Communities Are Purposeful
By Dave Bayless
Proximity or propinquity may be necessary to instill a sense of community, but they aren’t sufficient. Communities are purposeful.
John McNight is the author of The Careless Society: Community and Its Counterfeits. When he speaks of community, he’s referring to a neighborhood or small town. But, what characterizes a neighborhood? According to McNight, it’s not mere proximity:
So, when we are thinking about community, we’re thinking about resident-defined place. And the reason for that is because what people feel is their neighborhood is telling you what they’re motivated to do something about.” (emphasis added)
Physical proximity doesn’t equal neighborhood. A sense of neighborhood and community derives from a shared sense of motivation to achieve a goal or goals together. That is, communities are purposeful.

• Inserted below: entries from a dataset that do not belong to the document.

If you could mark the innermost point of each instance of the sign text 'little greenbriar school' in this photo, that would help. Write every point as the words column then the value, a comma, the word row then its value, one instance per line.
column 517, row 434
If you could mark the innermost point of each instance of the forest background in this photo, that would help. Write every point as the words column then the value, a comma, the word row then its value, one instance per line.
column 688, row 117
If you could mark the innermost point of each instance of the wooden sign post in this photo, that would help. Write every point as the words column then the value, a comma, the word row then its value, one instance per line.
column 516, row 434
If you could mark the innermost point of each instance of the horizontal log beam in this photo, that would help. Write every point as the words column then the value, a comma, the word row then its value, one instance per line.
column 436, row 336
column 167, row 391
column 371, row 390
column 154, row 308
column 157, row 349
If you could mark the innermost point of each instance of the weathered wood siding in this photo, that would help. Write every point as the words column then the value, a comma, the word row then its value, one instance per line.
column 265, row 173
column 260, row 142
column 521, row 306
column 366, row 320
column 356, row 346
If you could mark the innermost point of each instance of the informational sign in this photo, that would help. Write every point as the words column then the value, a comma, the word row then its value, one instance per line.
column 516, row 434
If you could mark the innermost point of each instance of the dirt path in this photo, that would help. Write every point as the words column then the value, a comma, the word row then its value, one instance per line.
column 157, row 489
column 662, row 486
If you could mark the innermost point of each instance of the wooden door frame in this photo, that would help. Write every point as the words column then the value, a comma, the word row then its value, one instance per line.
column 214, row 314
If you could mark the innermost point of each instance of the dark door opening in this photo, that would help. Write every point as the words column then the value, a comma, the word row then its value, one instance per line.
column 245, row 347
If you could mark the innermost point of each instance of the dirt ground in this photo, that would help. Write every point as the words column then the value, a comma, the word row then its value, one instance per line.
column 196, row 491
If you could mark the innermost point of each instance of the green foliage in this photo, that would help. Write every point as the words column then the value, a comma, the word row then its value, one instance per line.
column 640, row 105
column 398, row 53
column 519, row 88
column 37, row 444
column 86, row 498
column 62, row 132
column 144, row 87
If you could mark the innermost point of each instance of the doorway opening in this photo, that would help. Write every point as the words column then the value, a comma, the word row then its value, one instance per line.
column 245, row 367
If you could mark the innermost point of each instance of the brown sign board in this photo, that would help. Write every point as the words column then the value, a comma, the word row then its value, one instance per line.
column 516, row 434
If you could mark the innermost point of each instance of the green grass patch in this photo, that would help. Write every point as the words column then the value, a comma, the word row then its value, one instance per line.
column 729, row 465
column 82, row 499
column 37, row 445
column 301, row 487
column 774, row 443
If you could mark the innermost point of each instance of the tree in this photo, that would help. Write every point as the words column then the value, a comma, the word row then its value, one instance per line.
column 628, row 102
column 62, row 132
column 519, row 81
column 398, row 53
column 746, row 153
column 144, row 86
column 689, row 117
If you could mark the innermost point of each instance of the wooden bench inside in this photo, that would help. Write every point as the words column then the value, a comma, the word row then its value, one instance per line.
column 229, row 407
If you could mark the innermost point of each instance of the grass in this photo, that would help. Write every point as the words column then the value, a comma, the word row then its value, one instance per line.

The power of your community comes from people mastering something interesting together…Your Big Purpose is the motivation for your community. It’s something that can only be accomplished by bringing these exact people together…
The art of gathering begins with purpose: When should we gather? And why?
So, identifying women faculty at U.S. based colleges and universities who are early in their careers might be a starting point for a learning community. However, it’s not enough. The hard work comes from understanding what such women want to do and where they want to go that necessitates their collaboration with others. A meaningful sense of community seems to lie at the intersection of propinquity and purpose.
In a sense, being a designer of an online community is not unlike being an urban planner. Sure, good infrastructure can help a community thrive. However, if we don’t know where our community members want to go, we risk building a highway to nowhere used by no one.